Monday, November 21, 2016

A Christmas Carol


It’s hard to imagine what the dour-faced Charles Dickens would think of Buck Busfield’s adaptation of his beloved holiday classic, “A Christmas Carol,” but it’s clear that the audience loved it.

This might more appropriately be titled “Buck Busfield’s A Christmas Carol.” Busfield wrote this version last year for B Street’s little theater, but it has been expanded this year to the larger stage and I think it benefits from having greater space in which to work.

The premise, curmudgeon Ebenezer Scrooge (Greg Alexander) explains to the audience, is that it’s been 173 years since the story was first penned (as a short story) and he’s been redeemed by hundreds of theaters all over the world every Christmas season and he’s just tired of it.
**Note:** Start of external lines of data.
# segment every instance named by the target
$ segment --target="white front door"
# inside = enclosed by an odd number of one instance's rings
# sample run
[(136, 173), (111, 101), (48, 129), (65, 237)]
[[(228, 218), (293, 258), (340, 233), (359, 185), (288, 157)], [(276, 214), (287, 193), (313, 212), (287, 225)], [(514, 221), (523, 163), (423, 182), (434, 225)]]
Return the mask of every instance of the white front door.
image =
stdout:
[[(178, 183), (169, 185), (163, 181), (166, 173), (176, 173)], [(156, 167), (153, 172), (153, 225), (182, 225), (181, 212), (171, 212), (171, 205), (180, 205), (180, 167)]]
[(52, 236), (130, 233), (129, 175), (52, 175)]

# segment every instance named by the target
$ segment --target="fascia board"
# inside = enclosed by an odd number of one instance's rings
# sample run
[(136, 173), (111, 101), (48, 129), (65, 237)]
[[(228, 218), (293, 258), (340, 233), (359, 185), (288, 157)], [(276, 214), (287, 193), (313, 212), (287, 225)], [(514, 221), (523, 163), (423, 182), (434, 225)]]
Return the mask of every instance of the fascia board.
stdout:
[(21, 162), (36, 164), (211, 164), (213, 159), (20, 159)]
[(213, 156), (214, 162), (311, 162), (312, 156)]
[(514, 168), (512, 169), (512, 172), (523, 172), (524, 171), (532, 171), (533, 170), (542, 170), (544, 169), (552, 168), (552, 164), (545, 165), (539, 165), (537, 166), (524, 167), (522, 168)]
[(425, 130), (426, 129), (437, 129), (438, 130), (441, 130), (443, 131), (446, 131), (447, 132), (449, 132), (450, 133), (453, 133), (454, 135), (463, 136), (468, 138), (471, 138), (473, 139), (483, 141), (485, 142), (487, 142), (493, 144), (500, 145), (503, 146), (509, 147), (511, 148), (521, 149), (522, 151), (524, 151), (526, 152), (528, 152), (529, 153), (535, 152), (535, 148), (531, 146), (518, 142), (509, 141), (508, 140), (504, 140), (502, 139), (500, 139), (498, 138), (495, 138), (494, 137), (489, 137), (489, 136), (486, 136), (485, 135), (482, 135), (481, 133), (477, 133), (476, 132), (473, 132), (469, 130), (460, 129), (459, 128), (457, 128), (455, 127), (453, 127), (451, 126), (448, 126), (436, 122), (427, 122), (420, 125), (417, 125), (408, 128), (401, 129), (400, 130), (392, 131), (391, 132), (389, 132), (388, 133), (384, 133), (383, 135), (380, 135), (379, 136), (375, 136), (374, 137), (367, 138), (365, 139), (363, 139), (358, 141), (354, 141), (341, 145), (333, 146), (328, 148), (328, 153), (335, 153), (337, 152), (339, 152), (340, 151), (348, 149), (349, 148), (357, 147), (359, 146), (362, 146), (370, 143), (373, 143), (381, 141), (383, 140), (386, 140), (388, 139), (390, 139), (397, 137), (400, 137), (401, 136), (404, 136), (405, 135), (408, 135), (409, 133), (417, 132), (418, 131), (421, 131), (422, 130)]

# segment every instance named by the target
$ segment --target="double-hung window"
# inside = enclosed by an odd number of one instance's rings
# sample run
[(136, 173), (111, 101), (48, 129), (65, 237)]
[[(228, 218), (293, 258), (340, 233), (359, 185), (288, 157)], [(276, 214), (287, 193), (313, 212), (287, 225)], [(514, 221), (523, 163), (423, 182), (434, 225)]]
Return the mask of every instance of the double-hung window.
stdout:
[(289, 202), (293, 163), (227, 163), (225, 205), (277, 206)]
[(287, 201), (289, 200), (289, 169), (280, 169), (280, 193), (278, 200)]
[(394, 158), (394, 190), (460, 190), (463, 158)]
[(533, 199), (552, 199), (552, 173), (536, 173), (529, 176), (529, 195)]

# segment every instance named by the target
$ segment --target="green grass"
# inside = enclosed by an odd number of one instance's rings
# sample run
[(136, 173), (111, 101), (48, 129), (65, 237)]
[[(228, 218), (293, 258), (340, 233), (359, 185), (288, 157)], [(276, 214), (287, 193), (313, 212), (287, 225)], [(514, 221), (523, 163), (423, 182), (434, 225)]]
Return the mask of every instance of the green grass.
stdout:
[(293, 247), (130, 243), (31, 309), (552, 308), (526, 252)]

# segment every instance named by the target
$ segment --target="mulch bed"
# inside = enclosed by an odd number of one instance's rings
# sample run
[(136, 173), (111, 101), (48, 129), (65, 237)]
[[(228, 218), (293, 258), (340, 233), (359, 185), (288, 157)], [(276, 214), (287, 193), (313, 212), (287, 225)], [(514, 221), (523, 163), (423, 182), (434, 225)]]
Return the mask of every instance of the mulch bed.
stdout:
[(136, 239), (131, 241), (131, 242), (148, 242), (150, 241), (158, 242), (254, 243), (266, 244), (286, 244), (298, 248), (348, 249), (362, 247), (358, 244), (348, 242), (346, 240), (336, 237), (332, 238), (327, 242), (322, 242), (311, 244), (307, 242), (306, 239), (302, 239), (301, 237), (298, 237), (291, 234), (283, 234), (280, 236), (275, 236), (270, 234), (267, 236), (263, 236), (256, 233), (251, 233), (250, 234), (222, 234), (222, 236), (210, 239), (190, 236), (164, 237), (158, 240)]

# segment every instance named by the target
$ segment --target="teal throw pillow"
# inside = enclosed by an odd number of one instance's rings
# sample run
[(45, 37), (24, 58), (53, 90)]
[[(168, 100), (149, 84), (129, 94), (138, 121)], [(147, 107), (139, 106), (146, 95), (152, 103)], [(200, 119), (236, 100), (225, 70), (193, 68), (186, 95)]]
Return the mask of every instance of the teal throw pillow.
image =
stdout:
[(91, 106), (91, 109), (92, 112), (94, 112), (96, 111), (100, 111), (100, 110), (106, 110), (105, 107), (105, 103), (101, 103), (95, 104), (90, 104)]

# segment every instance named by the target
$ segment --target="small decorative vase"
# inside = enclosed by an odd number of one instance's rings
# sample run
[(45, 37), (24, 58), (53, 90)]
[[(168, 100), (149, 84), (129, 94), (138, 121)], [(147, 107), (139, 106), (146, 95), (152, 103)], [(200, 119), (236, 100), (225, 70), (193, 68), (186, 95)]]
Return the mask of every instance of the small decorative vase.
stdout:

He pooh-poohs the various scenarios he knows so well — Jacob Marley, the spirits, Fezziwig’s shop, Cratchit’s family, yada yada yada.

This year he has a plan to resist it all. He’s going to drink lots and lots of tea and won’t fall asleep, so the spirits can’t come to wake him.

Alexander is assisted by four of B Street’s top actors — John Lamb, Amy Kelly, Kurt Johnson and Tara Sissom — who play all the other characters in the show, and you have to imagine that it looks like “Noises Off” backstage, with so many complicated, quick costume changes.

Director Dave Pierini starts off things off slowly and then the action begins to pick up with the fabulous arrival of Jacob Marley’s ghost and continues forward at an accelerated pace until the zany “intervention” by all of the characters, popping through the many doors at the back of the stage.
It kept the audience howling all through the 90-minute, two-act play.

It seems that though Scrooge does what he can to avoid the story, the characters come unbidden and tell the story anyway. And what gems these characterizations are. Lamb has a particularly difficult time as an accident-prone messenger. He also plays Tiny Tim, shocked at learning of his presumptive fate.

Johnson’s Marley is humorously frightening, and he steps into other roles as well.

Kelly and Sissom start out as two male almsmen, soliciting funds for the poor, and then play many other male and female characters throughout the show. It’s difficult to decide which was the funniest.
Both are top comediennes, though I’ve always had a soft spot in my heart for Kelly’s ability to transform herself into just about anything of any size, species or gender that she wants — a talent put to good use in this production.

Sissom is always wonderful, especially with the less-than-brilliant characters who are trying to figure life out.

But both are gems, as are their male counterparts.

The center of the action, however, is Alexander, who is bewitched, bothered and bemused as well as adamant as to his wishes, none of which is respected. Alexander is a comedian of the first order and Busfield’s Scrooge is a perfect fit.

Once again, Busfield has given the community something to laugh at (which we sorely need these days), and a loving, albeit twisted, reminder of a beloved holiday classic.